The July 2018 trial in this matter garnered significant attention from a broad spectrum of interested parties, including but not limited to, health care providers, state agency officials, and religious leaders. Stakeholders have asserted a wide array of arguments in opposition to SB 8 including the potential for the disregard of a patient’s personal wishes or religious beliefs, and the unknown implications for health care providers who are unable to meet the fetal tissue cremation or interment requirements. Supporters of the law have stressed that the Bill ensures fetal remains will be disposed of in a humane way.
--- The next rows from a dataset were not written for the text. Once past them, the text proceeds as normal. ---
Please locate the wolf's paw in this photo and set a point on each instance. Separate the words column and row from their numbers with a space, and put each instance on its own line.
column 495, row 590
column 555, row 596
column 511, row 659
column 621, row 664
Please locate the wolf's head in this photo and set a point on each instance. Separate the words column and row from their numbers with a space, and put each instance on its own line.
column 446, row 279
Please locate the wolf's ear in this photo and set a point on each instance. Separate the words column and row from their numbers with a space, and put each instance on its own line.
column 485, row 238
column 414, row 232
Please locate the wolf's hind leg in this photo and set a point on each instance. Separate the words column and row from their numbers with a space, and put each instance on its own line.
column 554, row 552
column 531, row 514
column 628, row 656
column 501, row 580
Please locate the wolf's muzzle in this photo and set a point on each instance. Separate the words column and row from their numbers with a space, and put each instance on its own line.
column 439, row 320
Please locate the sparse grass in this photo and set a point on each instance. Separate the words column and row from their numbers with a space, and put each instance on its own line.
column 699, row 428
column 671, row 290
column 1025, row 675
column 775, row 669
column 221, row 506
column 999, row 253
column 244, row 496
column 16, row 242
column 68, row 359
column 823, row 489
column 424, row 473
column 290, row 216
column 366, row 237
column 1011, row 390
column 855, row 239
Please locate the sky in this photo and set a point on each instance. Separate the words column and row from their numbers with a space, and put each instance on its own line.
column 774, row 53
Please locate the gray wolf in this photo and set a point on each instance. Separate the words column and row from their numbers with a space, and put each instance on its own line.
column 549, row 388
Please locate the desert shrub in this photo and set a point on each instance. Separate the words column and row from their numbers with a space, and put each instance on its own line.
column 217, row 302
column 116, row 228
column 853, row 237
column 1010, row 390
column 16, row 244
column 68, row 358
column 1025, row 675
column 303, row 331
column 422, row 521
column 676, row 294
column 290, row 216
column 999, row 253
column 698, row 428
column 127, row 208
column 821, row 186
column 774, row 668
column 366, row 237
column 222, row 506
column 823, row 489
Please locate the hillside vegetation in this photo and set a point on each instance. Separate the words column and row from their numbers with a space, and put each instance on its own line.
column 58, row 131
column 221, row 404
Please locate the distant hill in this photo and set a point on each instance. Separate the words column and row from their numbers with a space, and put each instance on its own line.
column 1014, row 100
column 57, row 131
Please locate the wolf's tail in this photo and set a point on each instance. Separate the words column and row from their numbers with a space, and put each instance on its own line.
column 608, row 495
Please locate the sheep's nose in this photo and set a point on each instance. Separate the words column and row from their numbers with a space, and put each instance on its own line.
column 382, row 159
In a 53-page opinion, Judge Ezra raised a number of concerns with both the practical challenges associated with implementation of the law—i.e. requiring the state to reach out to private cemeteries to assist with disposing of fetal remains—as well as the constitutionality of the law itself. In sum, the Court concluded that the challenged law violates the Due Process Clause of the Fourteenth Amendment given that it “do[es] not confer benefits sufficient to justify the heavy burdens on pregnancy-related medical care, particularly abortion care, that [it] impose[s].” Further, the Court found that the law also violates the Equal Protection Clause due to its disparate treatment of healthcare facilities and IVF clinics.
Texas Attorney General Ken Paxton said in a press release issued yesterday that: “Today’s ruling is disappointing, but I remain confident the courts will ultimately uphold the Texas law, which honors the dignity of the unborn and prevents fetal remains from being treated as medical waste.”